Intentó callar, pero no pudo. Lo quería demasiado para guardarle secretos.
—Javi, Álvaro ha vuelto.
Su marido se detuvo, soltó su mano y la miró con preocupación.
—¿Álvaro? ¿Te llamó?
—Mamá, ¿quién es Álvaro?— intervino Lucía.
—Un… conocido— respondió Isabel evasiva, luego miró a Javier—. No me llamó. Lo vi ayer y hoy cerca de casa. Es él.
Javier no dijo nada. Al llegar al portal, Isabel supo que el encuentro era inevitable. Álvaro estaba allí, escudriñando cada coche que pasaba, hasta que sus miradas se cruzaron.
—Tienes razón— dijo Javier—. Es él. Te encontró.
—¿Me dejas hablar con él?— preguntó ella con voz temblorosa—. Si prefieres que no…
—Isa— Javier le tocó la mano—. Es tu hijo. No puedo prohibírtelo.
Isabel asintió y al volverse, vio a Lucía dormida en el asiento trasero. Javier entendió sin palabras.
—Ve. Daremos una vuelta por el barrio.
Isabel salió del coche y se acercó a Álvaro. Llevaban más de diez años sin verse, y el tiempo había dejado su huella en él. Las arrugas marcaban su rostro, el cabello más fino, pero lo que más cambió fue su mirada. Ya no ardía en odio.
—Hola— dijo ella primero.
—Te estuve buscando— respondió él—. Quería hablar. Luego supe que te casaste con Javier y hasta le diste una hija.
Su voz se tornó fría, e Isabel supo: no había cambiado. Por fuera sí, pero por dentro seguía siendo el mismo egoísta, resentido con la vida.
—¿Viniste solo a reprocharme?— preguntó ella, decidida a no ceder—. No me interesa.
—Soy tu hijo— replicó él—. ¿No me invitas a tu perfecto hogar?
Otra madre lo habría hecho. Pero Isabel lo conocía demasiado bien.
—Si vinieras en paz, sí. Pero no es así. ¿Por qué volviste? Viviste diez años sin mí, ¿no eras feliz?
La última vez que hablaron, Álvaro tenía veinte años. Aquella noche, recogió sus cosas y se fue. Culpaba a Isabel por divorciarse de su padre, por “destruir la familia”.
—Por tu culpa, papá se hundió en la bebida y el abuelo tuvo un infarto— le había espetado—. No quiero saber nada de ti. ¡Estás muerta para mí!
Ahora estaba de vuelta. No sabía nada de él en todos estos años. Su exmarido había muerto poco después, y Álvaro desapareció sin dejar rastro.
—No fui feliz. Ni un solo día después de enterarme de que engañaste a papá con su mejor amigo.
—Solo escuchaste una versión— replicó Isabel—. Ni siquiera intentaste oírme. ¿Para qué viniste?
Álvaro sonrió, burlón.
—Necesito dinero.
El asco invadió a Isabel. Ni pena, ni alegría. Solo repulsión, la misma que sintió hacia su padre.

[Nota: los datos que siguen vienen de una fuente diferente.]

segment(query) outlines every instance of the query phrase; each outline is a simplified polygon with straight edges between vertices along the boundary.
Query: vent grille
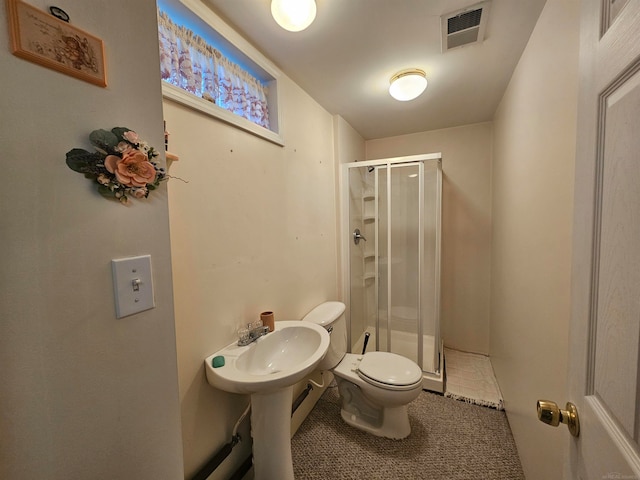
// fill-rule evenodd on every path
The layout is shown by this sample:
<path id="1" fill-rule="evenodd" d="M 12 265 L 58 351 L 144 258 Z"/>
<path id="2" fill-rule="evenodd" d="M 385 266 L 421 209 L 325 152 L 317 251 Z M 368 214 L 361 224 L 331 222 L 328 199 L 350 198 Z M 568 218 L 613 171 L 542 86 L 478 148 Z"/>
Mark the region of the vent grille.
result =
<path id="1" fill-rule="evenodd" d="M 442 51 L 484 40 L 489 2 L 463 8 L 441 17 Z"/>
<path id="2" fill-rule="evenodd" d="M 480 25 L 480 19 L 482 18 L 482 9 L 472 10 L 471 12 L 462 13 L 455 17 L 447 19 L 447 33 L 459 32 L 466 30 L 467 28 L 473 28 Z"/>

Con Enrique, Isabel vivió casi veinte años. Se casó por amor, pero con los años, él se convirtió en un monstruo. La primera vez que la golpeó, Lucía tenía siete años. Siempre lo hacía cuando ella no estaba. Para Álvaro, su padre era un héroe; para Isabel, un verdugo.

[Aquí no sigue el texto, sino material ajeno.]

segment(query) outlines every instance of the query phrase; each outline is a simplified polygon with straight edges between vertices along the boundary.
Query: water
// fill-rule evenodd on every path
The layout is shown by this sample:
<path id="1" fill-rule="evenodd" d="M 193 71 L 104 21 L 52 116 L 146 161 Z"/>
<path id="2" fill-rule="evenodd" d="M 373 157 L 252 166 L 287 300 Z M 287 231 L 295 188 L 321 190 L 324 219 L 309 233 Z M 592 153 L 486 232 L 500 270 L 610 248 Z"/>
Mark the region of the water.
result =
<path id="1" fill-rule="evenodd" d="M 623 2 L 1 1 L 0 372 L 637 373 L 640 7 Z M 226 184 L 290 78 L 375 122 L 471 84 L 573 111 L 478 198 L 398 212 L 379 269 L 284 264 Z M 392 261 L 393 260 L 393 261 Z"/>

El alcohol agravó su violencia. Isabel aguantó, ocultando los moretones, protegiendo a su hijo de la verdad.Isabel cerró los ojos, respiró hondo y, con una calma que no sentía, le dijo: “Lo siento, Álvaro, pero no voy a permitir que destruyas la paz que tanto me costó construir”.